Commissioner Ginny Favede, who was openly critical of the move by the DJFS in June to employ a communications specialist at a salary of $40,000 a year on the administrative staff, alleged following the meeting the county's senior citizens have become part of a "system" employed by the DJFS.
"It is with much disappointment that I discover much to my surprise that the seniors of Belmont County have become a part of the 'system.' I was never under the understanding that we would route our seniors through the Medicaid program and am shocked to discover that is indeed what is happening," Favede said in a statement following the Wednesday meeting.
"Our seniors," she continued, "who are identified as Medicaid eligible, who have for years been driven to their various doctors by Belmont Senior Services transportation vehicles and drivers are now not afforded that option as they are being routed through the Medicaid system and are being contracted out to the various fire departments for their transportation needs.
"When this transition was being made many seniors voiced their concern that they did not want to be part of the Job & Family Services department due to this very reason. I assured those concerned that that would not be the case. I discover (Wednesday) that I am wrong and even when questioning as to whether or not the seniors could have a choice I was told they would not.
"I do not support this action and feel strongly that the seniors of Belmont County do not deserve to be treated in this manner. I do not agree that we should separate and quantify what care the seniors receive based upon their financial condition. The good people of Belmont County have always generously supported senior service levies so that our seniors could receive the care they need and deserve."
The county has three senior services levies in effect that produce $3.2 million annually. One of them - a one-mill levy that produces more than $1 million annually - is up for renewal at the Nov. 6 general election.
People living in the flash flood prone sections of Belmont County remember very well the devastation that resulted the last time a hurricane with a name that started with the letter "I" came through this area.
That was in 2004 and the hurricane was Ivan. It poured down a torrential deluge of flash-flood producing rain over the entire county. Today another "I" hurricane that has been downgraded to a tropical storm - Isaac - is expected to arrive here today or tomorrow but the indications late last week were that perhaps a considerable amount of rain might fall but nothing like that brought by hurricane Ivan.

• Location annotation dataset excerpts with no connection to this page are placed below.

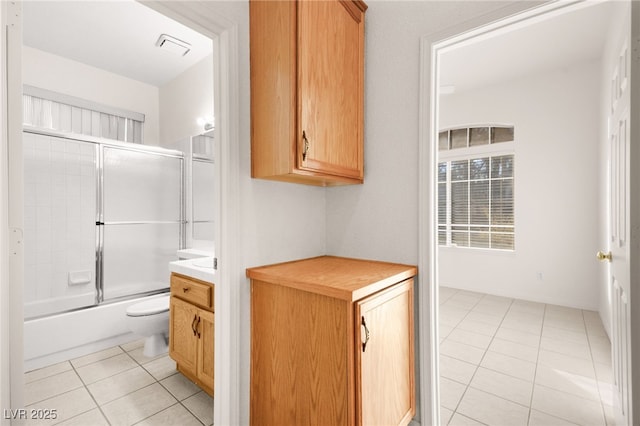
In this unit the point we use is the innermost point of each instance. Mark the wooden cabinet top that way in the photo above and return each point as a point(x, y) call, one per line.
point(337, 277)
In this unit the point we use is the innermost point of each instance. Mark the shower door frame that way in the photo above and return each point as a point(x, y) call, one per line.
point(100, 222)
point(210, 19)
point(99, 145)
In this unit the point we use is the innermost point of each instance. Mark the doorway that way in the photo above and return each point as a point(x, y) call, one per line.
point(515, 272)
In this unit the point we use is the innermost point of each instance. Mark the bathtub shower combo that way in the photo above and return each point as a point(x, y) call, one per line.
point(103, 219)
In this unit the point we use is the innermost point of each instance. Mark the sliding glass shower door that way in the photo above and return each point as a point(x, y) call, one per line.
point(140, 227)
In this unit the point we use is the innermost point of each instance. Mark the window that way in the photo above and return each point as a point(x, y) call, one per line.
point(476, 188)
point(45, 109)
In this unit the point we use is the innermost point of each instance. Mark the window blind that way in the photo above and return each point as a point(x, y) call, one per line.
point(476, 194)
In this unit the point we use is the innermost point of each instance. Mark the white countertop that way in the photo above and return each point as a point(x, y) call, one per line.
point(200, 268)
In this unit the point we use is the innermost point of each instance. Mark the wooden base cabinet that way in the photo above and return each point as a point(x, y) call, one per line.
point(191, 329)
point(332, 343)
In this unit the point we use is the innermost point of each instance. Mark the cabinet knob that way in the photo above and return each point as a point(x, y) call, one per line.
point(366, 334)
point(193, 324)
point(305, 146)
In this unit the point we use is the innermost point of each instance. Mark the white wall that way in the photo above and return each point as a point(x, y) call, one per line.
point(557, 199)
point(183, 100)
point(52, 72)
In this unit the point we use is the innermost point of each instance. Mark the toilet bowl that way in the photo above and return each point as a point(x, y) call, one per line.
point(151, 320)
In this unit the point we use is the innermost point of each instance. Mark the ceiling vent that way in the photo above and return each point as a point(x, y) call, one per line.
point(173, 45)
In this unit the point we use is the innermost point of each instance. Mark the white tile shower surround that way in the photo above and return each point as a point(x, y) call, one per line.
point(511, 362)
point(117, 386)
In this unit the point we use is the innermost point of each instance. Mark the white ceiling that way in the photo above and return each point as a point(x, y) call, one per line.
point(117, 36)
point(566, 39)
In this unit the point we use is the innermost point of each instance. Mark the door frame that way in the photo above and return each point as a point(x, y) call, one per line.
point(431, 45)
point(203, 17)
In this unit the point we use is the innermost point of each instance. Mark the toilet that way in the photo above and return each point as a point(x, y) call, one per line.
point(151, 320)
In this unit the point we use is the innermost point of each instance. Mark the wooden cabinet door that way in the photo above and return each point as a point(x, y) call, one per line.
point(330, 87)
point(183, 342)
point(205, 348)
point(385, 382)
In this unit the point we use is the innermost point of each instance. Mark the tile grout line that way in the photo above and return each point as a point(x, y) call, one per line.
point(593, 364)
point(104, 416)
point(481, 358)
point(535, 372)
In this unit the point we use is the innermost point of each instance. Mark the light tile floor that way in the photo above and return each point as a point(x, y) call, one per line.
point(117, 386)
point(512, 362)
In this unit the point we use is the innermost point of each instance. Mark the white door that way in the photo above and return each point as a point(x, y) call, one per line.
point(619, 232)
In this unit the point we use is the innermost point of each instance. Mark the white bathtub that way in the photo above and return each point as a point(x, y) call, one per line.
point(70, 335)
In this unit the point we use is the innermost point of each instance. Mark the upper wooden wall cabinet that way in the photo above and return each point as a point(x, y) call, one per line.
point(307, 91)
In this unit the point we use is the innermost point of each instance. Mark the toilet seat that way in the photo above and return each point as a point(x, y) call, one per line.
point(154, 306)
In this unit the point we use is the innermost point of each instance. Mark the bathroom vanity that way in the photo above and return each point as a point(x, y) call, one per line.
point(191, 321)
point(332, 342)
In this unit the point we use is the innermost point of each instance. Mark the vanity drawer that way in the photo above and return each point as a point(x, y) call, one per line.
point(191, 290)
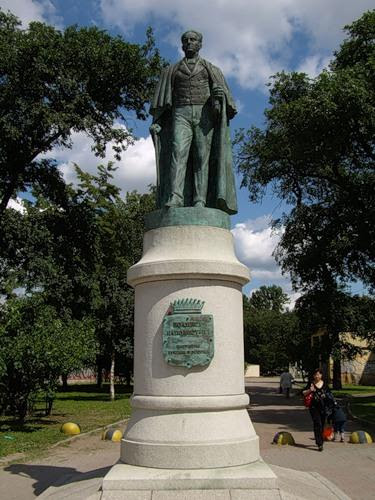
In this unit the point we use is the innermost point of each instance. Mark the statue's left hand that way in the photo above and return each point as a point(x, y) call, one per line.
point(218, 92)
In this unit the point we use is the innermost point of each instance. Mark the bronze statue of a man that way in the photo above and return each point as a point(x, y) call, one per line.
point(191, 110)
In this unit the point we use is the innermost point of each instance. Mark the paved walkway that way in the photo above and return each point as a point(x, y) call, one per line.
point(350, 467)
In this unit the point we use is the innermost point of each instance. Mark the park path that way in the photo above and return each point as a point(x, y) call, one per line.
point(350, 467)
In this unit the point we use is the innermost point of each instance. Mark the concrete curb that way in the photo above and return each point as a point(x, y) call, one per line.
point(93, 431)
point(20, 456)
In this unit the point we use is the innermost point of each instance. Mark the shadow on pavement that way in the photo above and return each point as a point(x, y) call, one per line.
point(46, 475)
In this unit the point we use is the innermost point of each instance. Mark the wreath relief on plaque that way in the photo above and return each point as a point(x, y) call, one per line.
point(188, 335)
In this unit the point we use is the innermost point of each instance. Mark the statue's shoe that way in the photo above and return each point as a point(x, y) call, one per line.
point(199, 204)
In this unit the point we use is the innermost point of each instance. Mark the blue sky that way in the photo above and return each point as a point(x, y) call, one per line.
point(249, 40)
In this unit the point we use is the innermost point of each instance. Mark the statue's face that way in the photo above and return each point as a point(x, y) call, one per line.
point(191, 44)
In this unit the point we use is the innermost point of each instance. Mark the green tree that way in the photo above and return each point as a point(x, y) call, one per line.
point(335, 312)
point(36, 346)
point(120, 228)
point(53, 83)
point(78, 254)
point(271, 335)
point(317, 152)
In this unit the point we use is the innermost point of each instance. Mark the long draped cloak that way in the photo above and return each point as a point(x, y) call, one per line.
point(221, 186)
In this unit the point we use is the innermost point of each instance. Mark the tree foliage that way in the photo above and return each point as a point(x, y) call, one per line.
point(317, 151)
point(76, 257)
point(53, 83)
point(334, 313)
point(271, 335)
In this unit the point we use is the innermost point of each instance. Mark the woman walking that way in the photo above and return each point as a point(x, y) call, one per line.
point(321, 404)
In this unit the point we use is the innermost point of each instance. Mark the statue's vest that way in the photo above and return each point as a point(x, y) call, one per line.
point(190, 88)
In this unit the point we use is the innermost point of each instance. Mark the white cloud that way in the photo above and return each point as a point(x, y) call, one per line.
point(254, 243)
point(313, 65)
point(136, 170)
point(31, 10)
point(249, 40)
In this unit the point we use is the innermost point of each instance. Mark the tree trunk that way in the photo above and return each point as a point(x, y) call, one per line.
point(99, 374)
point(64, 378)
point(336, 381)
point(112, 377)
point(9, 191)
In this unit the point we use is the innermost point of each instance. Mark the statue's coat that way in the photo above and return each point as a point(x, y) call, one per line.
point(221, 186)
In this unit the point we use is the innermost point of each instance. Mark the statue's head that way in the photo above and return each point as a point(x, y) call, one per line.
point(191, 42)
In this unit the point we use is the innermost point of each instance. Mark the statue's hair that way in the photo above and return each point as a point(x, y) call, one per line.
point(200, 36)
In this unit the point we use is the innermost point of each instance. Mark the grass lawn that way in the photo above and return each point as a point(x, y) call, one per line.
point(361, 405)
point(85, 405)
point(355, 390)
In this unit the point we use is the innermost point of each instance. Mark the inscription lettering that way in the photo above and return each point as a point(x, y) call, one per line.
point(188, 339)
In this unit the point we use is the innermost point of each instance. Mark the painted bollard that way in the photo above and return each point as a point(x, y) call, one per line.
point(360, 437)
point(282, 438)
point(70, 428)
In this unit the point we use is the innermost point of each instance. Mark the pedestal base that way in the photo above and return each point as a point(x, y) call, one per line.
point(123, 479)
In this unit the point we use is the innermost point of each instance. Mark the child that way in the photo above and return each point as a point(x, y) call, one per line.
point(338, 418)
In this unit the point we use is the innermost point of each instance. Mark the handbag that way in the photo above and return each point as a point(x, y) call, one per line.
point(307, 400)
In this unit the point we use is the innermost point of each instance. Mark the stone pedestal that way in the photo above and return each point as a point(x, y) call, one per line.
point(188, 419)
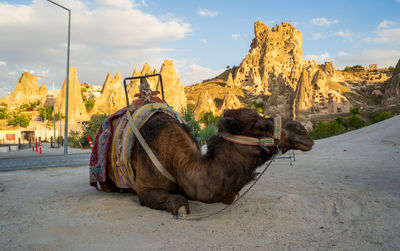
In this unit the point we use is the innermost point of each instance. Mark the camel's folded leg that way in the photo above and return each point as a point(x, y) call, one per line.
point(163, 200)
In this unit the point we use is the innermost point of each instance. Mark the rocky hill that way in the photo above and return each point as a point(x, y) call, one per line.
point(76, 108)
point(275, 73)
point(27, 90)
point(112, 96)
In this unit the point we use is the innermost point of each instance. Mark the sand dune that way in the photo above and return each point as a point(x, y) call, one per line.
point(344, 194)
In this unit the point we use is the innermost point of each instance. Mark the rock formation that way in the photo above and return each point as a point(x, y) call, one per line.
point(392, 88)
point(26, 91)
point(112, 96)
point(173, 88)
point(205, 103)
point(76, 108)
point(230, 102)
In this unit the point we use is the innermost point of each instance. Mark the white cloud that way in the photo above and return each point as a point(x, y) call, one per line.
point(107, 36)
point(191, 73)
point(317, 36)
point(318, 58)
point(205, 12)
point(235, 36)
point(322, 21)
point(383, 58)
point(386, 36)
point(386, 24)
point(344, 34)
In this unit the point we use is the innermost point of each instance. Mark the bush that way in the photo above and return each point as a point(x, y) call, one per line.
point(19, 120)
point(73, 139)
point(90, 129)
point(325, 130)
point(89, 104)
point(258, 106)
point(355, 110)
point(188, 116)
point(207, 133)
point(208, 118)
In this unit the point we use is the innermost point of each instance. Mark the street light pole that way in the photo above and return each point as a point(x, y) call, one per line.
point(54, 110)
point(67, 86)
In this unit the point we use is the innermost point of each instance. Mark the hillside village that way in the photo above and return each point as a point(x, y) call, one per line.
point(273, 75)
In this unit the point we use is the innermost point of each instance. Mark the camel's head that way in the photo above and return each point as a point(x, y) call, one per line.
point(295, 136)
point(246, 122)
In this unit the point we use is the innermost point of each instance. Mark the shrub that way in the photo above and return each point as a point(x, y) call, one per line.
point(207, 133)
point(19, 120)
point(73, 139)
point(324, 130)
point(46, 112)
point(382, 116)
point(208, 118)
point(355, 122)
point(188, 116)
point(90, 129)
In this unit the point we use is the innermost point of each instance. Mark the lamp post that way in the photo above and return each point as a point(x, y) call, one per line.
point(54, 103)
point(67, 80)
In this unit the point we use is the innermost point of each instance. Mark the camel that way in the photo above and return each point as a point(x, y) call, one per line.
point(217, 176)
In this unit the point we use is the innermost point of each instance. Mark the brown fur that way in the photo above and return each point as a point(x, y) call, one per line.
point(219, 175)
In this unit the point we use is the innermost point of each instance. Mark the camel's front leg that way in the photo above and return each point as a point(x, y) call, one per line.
point(163, 200)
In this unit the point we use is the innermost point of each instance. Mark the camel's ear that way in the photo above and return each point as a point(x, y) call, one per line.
point(230, 125)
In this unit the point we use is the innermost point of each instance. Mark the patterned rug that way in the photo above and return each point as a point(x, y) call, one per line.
point(116, 137)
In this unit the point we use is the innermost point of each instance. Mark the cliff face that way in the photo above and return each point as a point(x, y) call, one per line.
point(76, 108)
point(27, 90)
point(112, 96)
point(392, 88)
point(173, 88)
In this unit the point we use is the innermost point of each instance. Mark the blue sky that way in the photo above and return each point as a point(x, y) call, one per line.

That word comes from a man named Ivan - Dave Ivan, director of the Belmont County Emergency Management Agency - who said the early prediction for Isaac were that it would bring from one-half inch to two inches of rain to this area by Wednesday. But Ivan cautioned too many factors have to be considered and anything could happen. From his experience with storms like Isaac or any hurricane, their course can change from hour to hour let alone from day to day.